Desahan Hulya semakin terdengar ketika lidah hangat Marchel terus bergerilya di leher putihnya, jari lentik itu menyisiri helaian rambut Marchel dan meremas rambut itu saat Marchel menyesap kuat leher dan dagunya.
Wajah mereka kini begitu dekat, Marchel mau pun Hulya sama-sama diliputi rasa rindu dan keinginan lebih dalam akan sentuhan ini. Marchel juga merasa kalau libidonya naik ketika mencumbu dan menyentuh Hulya sekarang.

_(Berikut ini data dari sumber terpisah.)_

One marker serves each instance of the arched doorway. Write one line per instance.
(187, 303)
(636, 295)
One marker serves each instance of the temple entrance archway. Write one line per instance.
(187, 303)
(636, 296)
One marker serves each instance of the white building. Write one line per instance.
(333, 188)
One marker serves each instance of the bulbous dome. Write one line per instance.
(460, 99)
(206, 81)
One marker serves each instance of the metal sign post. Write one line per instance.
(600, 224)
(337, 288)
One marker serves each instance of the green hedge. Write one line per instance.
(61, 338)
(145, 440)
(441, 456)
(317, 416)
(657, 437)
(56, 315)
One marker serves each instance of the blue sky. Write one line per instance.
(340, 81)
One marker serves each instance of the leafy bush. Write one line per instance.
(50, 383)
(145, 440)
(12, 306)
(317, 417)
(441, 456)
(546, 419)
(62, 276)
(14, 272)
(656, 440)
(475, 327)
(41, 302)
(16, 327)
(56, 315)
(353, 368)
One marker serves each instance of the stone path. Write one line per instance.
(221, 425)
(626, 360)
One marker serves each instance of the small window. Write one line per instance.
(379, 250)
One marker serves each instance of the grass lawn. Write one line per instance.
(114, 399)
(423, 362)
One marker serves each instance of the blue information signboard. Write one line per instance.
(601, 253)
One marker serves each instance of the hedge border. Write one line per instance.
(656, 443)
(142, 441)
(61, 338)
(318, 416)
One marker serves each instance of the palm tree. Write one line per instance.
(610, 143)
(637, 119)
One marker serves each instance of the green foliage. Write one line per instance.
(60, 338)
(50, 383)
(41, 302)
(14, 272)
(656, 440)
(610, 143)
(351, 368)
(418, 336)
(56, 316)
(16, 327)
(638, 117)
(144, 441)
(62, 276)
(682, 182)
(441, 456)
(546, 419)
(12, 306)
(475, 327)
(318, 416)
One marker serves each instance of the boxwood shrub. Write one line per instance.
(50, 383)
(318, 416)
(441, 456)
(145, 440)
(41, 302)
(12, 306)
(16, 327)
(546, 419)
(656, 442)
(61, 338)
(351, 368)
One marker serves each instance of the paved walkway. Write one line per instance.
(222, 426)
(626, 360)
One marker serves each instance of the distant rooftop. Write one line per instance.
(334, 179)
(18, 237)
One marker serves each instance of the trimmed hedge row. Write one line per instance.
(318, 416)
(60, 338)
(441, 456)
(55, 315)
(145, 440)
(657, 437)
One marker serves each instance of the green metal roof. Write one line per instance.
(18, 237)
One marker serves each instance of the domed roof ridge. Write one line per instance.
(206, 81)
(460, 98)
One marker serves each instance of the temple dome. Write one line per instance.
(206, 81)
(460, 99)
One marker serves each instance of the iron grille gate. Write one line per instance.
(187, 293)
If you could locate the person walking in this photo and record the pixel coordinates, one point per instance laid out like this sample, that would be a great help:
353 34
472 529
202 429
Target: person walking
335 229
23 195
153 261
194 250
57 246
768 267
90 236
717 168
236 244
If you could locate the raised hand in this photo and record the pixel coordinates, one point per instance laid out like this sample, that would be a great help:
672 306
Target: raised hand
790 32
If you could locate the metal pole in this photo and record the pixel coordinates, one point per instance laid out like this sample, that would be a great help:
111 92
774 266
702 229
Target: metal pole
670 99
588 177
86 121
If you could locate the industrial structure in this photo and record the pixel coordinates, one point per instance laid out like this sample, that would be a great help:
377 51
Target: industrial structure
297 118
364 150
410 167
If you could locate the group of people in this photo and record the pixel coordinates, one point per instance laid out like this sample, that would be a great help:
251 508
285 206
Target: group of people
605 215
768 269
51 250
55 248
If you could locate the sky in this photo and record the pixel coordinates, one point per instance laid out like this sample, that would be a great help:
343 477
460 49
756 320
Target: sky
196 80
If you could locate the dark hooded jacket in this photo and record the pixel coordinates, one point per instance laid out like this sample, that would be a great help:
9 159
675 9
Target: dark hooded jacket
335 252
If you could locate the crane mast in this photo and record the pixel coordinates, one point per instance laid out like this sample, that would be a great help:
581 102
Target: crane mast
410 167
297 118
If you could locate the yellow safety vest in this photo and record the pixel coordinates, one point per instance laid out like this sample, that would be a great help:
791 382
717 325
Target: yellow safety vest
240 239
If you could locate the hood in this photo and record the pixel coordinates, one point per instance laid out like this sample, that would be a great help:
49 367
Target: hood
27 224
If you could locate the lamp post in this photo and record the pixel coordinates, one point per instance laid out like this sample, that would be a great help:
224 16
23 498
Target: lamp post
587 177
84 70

Hulya menangkup wajah Marchel, kembali melumat bibir tegas itu dan kembali terbuai dalam ciuman mereka. Tangan Marchel mengusap lembut pinggang Hulya lalu terus ke atas hingga punggung wanitanya.
"Aku menginginkan dirimu Hulya, aku sangat merindukan kamu," bisik Marchel di telinga Hulya sembari mencium dan menjilati telinga sensitif itu.
Hulya terpaku, dia menjauhkan wajahnya dari Marchel, tersadar akan apa yang telah dia lakukan.
"Kita tidak boleh melakukan hal ini Marchel, kita bukan suami istri lagi," tolak Hulya, dia langsung pindah duduk ke bangku penumpang di samping Marchel.
Pria itu tampak kecewa dengan penolakan Hulya, tapi dia cukup tahu diri untuk tidak akan memaksakan kehendaknya pada Hulya sekarang.
"Aku benar-benar merindukanmu, apa kamu tidak merindukan aku?" Hulya menatap Marchel lalu menunduk dan mencoba untuk melawan hatinya sendiri.
"Aku juga merindukanmu tapi..." Marchel menarik tengkuk Hulya dan membungkam mulut Hulya dengan mulutnya, memaksakan lidahnya masuk ke dalam mulut itu dan membelit lidah Hulya.
Tak ada lagi yang bisa dipertahankan, Marchel mematikan lampu di dalam mobilnya dan meraba lebih intens lagi tubuh Hulya. Perlahan, pakaian mereka terlepas satu per satu hingga keduanya full naked.
Marchel terus menciumi Hulya dan merendahkan sandaran kursi membuat Hulya setengah tertidur. Mereka melakukan hubungan suami istri di dalam mobil tersebut.
Marchel memeluk tubuh Hulya setelah mendapatkan pelepasannya, detak jantungnya bisa dirasakan oleh Hulya karena tubuh naked-nya Marchel berada di atas punggungnya.
"Ini salah, kita melakukan kesalahan, Marchel," kata Hulya sambil mengatur pernapasannya.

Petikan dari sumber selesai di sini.